Where we get our water and how do we use it is becoming more and more important.

“There are huge multi-trillion dollar markets for the solutions to water, food, energy and mobility,” he said. “We can be an exporter of ideas, technologies and services and develop those solutions here.”

Cascade Engineering is an automobile parts manufacturer in Michigan whose CEO saw the company as a diminishing industry, so it started manufacturing plastic solar panel holders, biodegradable plastics and a simple water filter system for third-world countries.

“He converted the competencies that made him a good auto parts manufacturer to make simple plastic water filter that uses local ingredients and is keeping people alive,” Austin said.

He said Michigan has suffered a brain drain with many of its young college graduates leaving the state.

“Young people were fleeing in part because we were the state that was protecting the auto industry from change vesus being the green clean revolutionaries,” he said, adding that is starting to change.

He said engineering students are now flocking to companies like Cascade for internships because they want to be a part of the new green clean revolution.

Austin said other companies are beginning to do the same. Whirlpool, which is also based in Michigan, is working on net-zero water usage in appliances. Another company in Austin’s home state is making super pure water for the semiconductor industry and even Dow Industries has become a worldwide water efficiency company and develops water solutions.

And LimnoTech, which is engineering company that is working on the Coeur d’Alene Lake Management Plan with the Coeur d’Alene Tribe and the State of Idaho, was born out of technology at the University of Michigan.

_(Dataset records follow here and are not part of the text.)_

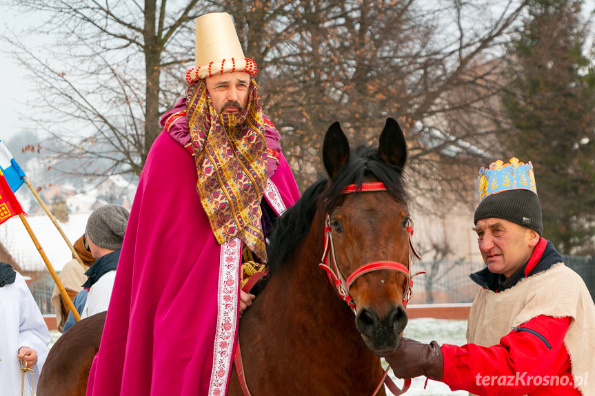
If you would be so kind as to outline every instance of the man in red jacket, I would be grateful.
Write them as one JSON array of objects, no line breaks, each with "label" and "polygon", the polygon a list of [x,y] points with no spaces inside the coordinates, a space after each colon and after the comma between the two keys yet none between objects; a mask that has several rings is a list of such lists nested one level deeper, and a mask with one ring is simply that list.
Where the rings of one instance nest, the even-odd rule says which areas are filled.
[{"label": "man in red jacket", "polygon": [[477,395],[595,395],[595,305],[581,277],[541,237],[533,165],[512,158],[478,177],[474,230],[486,268],[469,344],[403,338],[377,352],[396,377],[425,375]]}]

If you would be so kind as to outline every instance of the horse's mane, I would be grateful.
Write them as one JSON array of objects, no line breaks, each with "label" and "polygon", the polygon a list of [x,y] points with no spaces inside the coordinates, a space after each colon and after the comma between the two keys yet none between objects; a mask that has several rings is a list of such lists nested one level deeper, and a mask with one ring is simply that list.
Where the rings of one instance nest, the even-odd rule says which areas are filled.
[{"label": "horse's mane", "polygon": [[396,200],[409,203],[403,169],[381,158],[377,149],[359,147],[351,152],[347,163],[332,180],[322,178],[312,185],[277,220],[269,242],[268,266],[271,275],[288,261],[307,235],[319,205],[322,203],[326,208],[332,207],[345,186],[360,185],[367,178],[374,178],[384,183]]}]

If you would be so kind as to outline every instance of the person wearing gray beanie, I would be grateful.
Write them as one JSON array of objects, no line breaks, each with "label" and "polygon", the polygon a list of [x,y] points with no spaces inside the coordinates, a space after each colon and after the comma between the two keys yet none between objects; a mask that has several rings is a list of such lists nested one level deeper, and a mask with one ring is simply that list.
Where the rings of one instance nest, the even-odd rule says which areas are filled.
[{"label": "person wearing gray beanie", "polygon": [[425,375],[452,390],[595,396],[587,383],[595,372],[595,304],[581,276],[541,236],[533,165],[514,157],[495,161],[479,171],[477,189],[473,229],[485,267],[470,275],[481,287],[467,344],[403,337],[378,355],[399,378]]},{"label": "person wearing gray beanie", "polygon": [[85,232],[99,247],[118,250],[122,247],[130,216],[125,208],[118,205],[99,207],[89,216]]},{"label": "person wearing gray beanie", "polygon": [[[87,220],[85,248],[97,260],[85,273],[83,290],[72,300],[81,319],[108,309],[129,216],[123,207],[108,204],[96,209]],[[70,312],[63,331],[75,323]]]}]

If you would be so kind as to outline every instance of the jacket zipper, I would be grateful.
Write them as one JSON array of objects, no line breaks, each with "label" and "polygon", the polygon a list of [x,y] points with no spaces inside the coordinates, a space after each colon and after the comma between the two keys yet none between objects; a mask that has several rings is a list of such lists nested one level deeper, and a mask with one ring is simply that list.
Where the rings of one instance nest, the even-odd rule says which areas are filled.
[{"label": "jacket zipper", "polygon": [[545,344],[545,346],[547,347],[547,349],[552,349],[552,346],[549,345],[549,343],[547,342],[547,340],[545,340],[545,337],[533,330],[532,329],[527,329],[526,327],[513,327],[512,330],[516,330],[517,333],[519,331],[527,331],[527,333],[530,333],[531,334],[543,341],[543,344]]}]

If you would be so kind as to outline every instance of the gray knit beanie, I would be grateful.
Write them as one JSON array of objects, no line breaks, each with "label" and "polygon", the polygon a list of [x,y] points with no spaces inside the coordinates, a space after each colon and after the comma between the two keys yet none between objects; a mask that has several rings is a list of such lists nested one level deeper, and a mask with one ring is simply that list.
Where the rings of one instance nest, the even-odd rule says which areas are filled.
[{"label": "gray knit beanie", "polygon": [[518,160],[492,163],[479,169],[477,178],[479,205],[474,221],[487,218],[507,220],[531,229],[541,236],[543,233],[541,205],[537,198],[537,185],[533,164]]},{"label": "gray knit beanie", "polygon": [[99,207],[89,216],[85,233],[99,247],[118,250],[122,247],[130,215],[128,210],[118,205]]},{"label": "gray knit beanie", "polygon": [[530,190],[507,190],[485,197],[475,209],[473,220],[477,224],[478,220],[490,217],[516,222],[540,236],[543,233],[539,199]]}]

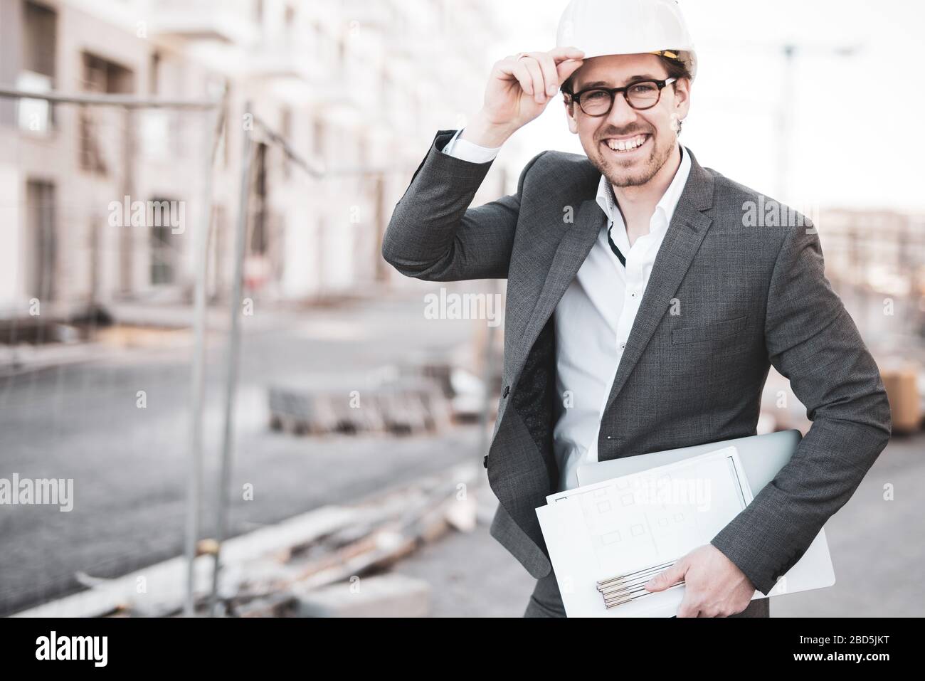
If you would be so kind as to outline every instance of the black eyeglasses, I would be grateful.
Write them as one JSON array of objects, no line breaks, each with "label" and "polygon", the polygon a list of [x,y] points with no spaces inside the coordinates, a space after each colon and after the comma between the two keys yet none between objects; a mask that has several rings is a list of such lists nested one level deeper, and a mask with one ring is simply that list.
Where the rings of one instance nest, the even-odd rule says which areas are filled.
[{"label": "black eyeglasses", "polygon": [[613,107],[613,98],[623,93],[626,104],[637,110],[650,109],[659,104],[661,89],[678,79],[664,80],[636,80],[622,88],[588,88],[575,93],[572,99],[588,116],[606,116]]}]

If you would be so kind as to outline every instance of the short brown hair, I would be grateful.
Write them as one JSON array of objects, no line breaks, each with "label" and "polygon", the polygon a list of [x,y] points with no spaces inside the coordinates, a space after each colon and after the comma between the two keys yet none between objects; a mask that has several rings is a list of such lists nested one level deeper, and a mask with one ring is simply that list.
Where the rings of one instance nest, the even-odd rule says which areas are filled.
[{"label": "short brown hair", "polygon": [[[672,50],[672,52],[677,53],[678,50]],[[657,56],[661,59],[661,63],[664,65],[665,70],[668,71],[667,78],[689,79],[691,77],[690,70],[688,70],[687,66],[683,61],[672,59],[672,57],[665,56],[664,55],[657,55]],[[573,74],[573,76],[574,75],[574,74]],[[572,76],[569,76],[565,79],[565,82],[563,82],[559,89],[561,91],[562,94],[567,94],[569,99],[571,99],[572,95],[575,93],[573,88],[574,83],[572,82]]]}]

“LimnoTech spilled out of the University of Michigan to clean up the Great Lakes,” Austin said. “And now they are out here cleaning up your lake, and lakes all over the world.”

Austin said focusing on companies that solve these types of problems is generating new wealth.

“New challenges like how to grow food without using all the water are opportunities that need to be addressed,” he said, adding someone is going to make money figuring out how Californians are going to reduce water consumption substantially in every aspect of their lives.

“It’s a huge economic golden goose,” he said. “If you have a lot of water and the ability to innovate, then you have what it takes to participate in this blue economy.”